While his team focused on upper sedimentary sections of the basin, researchers in 2002 dated lower sediments at 1.8 to 1.5 billion years, older than the initial 1.4-billion-year age estimates, he said.
Bickford, who conducted a similar dating study in recent years in India's neighboring Chhattishgarh Basin, also found minerals dated at a billion years.
"There are a lot of implications to this," he said. "The one most exciting is the question of snowball Earth."
New Lease on Life
Supporters of the snowball Earth theory say evidence can be found in glacial etchings and sediment deposits that chart the ice flows long after it melted.
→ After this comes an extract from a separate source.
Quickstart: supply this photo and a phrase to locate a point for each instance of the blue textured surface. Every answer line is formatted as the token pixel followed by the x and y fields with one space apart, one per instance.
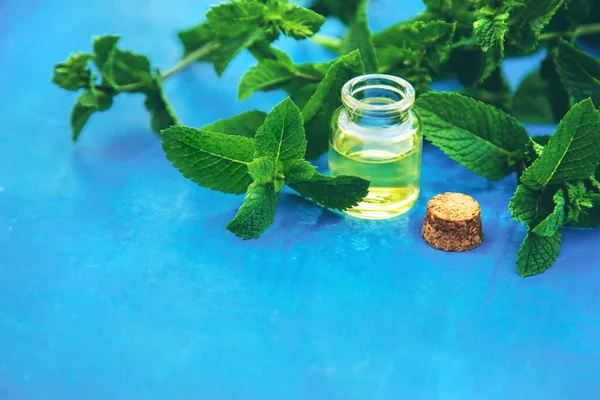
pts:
pixel 118 280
"One of the puzzling aspects of these basins, when they were thought to be younger, is that they contained no evidence of these severe glaciations," study leader Meert said. "If the rocks are as old as we think, then they should not contain glacial relics because they are too old."
Given the new age assessments, the basins would have been filled with sediment 500 million years ago, which explains the lack of glacial evidence, Bickford said.
And the new age estimates of the basins may potentially have a ripple effect on how life is believed to have developed on Earth, Meert said.
The new findings would mean that any verified fossils of multicellular organisms found in both the upper and lower sediments are older by hundreds of millions of years, he said.
Some researchers, for example, have made disputed claims about the discovery of multicellular creatures in the area dating to 1.6 billion years ago.
(Related: "Indian Fossil Bed Being Ground Into Cement" [February 6, 2008].)
If this speculation is verified, Meert said, "that would drastically impact our theories on the evolution of multicellularity."